I am trying to use a loop function to reduce the length of a data set. I am trying to sample equally from each of the four subgroups within my data frame (all equal length). I am having trouble coming up with code that will be able to sample n-1 rows from each subgroup, where n represents the current length of the subgroup. My current code is as follows:
sub.df<- function(x){
library(data.table)
library(tidyverse)
setDT(x)
while(nrow(x) > 24) {
x.1 <- x %>% # this is the beginning of the sample part
group_by(x$spiral) %>%
tally() %>% select(-n) %>%
sample_n(x, nrow(x)-1, replace = FALSE) #this is where I have trouble
ks <- ks.test(dist(x[,c(1,2)]), unif.null) #this part is for evaluating the exclusions
ks.1 <- ks.test(dist(x.1[,c(1,2)]), unif.null)

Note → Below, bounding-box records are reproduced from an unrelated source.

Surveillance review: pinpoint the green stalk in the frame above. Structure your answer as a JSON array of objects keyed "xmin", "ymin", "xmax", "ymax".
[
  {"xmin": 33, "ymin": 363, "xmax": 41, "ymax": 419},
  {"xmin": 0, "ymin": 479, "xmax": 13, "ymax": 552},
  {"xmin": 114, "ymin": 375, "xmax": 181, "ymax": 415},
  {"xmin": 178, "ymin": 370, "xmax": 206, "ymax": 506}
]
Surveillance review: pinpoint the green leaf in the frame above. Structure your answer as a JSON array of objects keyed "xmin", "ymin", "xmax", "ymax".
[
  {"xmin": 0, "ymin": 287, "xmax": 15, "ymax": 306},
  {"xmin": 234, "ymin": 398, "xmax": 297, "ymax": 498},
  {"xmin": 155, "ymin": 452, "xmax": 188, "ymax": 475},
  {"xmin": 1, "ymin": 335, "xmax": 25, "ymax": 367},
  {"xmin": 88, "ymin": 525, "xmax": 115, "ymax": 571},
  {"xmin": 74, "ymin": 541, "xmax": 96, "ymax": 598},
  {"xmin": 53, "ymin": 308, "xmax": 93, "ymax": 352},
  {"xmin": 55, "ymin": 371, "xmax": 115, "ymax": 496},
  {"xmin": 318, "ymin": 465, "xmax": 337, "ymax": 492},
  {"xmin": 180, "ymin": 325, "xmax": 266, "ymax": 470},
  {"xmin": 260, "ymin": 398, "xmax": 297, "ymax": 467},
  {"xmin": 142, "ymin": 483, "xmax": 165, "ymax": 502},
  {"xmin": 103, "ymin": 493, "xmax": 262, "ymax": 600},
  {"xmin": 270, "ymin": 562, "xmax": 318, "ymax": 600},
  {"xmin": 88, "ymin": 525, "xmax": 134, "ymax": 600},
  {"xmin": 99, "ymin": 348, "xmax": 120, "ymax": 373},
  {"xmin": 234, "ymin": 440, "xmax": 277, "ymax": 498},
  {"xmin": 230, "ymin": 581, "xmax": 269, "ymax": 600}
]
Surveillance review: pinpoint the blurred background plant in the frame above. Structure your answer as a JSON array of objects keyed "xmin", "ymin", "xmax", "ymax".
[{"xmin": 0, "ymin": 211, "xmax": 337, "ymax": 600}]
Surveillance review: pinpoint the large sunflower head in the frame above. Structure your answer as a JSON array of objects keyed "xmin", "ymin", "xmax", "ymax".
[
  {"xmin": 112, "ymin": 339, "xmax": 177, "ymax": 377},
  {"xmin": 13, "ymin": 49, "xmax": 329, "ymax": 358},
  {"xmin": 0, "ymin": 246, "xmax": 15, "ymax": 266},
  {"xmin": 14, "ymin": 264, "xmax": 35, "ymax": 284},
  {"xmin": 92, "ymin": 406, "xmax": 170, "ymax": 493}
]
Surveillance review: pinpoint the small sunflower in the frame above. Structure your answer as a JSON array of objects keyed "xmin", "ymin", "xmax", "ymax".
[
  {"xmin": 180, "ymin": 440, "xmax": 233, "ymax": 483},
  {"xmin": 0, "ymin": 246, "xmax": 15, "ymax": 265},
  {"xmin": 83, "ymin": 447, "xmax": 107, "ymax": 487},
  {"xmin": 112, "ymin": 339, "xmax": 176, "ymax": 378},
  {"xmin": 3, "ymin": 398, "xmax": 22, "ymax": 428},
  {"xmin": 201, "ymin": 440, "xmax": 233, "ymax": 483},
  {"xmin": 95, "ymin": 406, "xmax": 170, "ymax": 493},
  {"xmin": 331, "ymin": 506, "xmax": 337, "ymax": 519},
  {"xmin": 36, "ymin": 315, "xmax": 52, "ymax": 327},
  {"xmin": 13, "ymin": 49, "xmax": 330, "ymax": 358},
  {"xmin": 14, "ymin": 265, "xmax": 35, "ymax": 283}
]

if(ks.1$statistic > ks$statistic) {x <- x.1} else {x <- x}
}
}
An example of the data:
x.cord y.cord subgroup
1 1 1
1 4 1
3 5 1
2 1 1
2 -3 2
3 -1 2
3 -2 2
1 -3 2
-2 -2 3
-4 -1 3
-5 -5 3
-2 -1 3
-3 4 4
-1 1 4
-2 5 4
-4 3 4
Now, if the loop ran correctly, the first instance would sample 3 (4-1) from each subgroup, then 2 (3-1), then 1 (2-1). So my final data would be something like:
x.cord y.cord subgroup
3 5 1
1 -3 2
-5 -5 3
-4 3 4
Based on my provided code my actual data set would have 24 points, 6 from each subgroup, but this should hopefully illustrate what I am trying to do.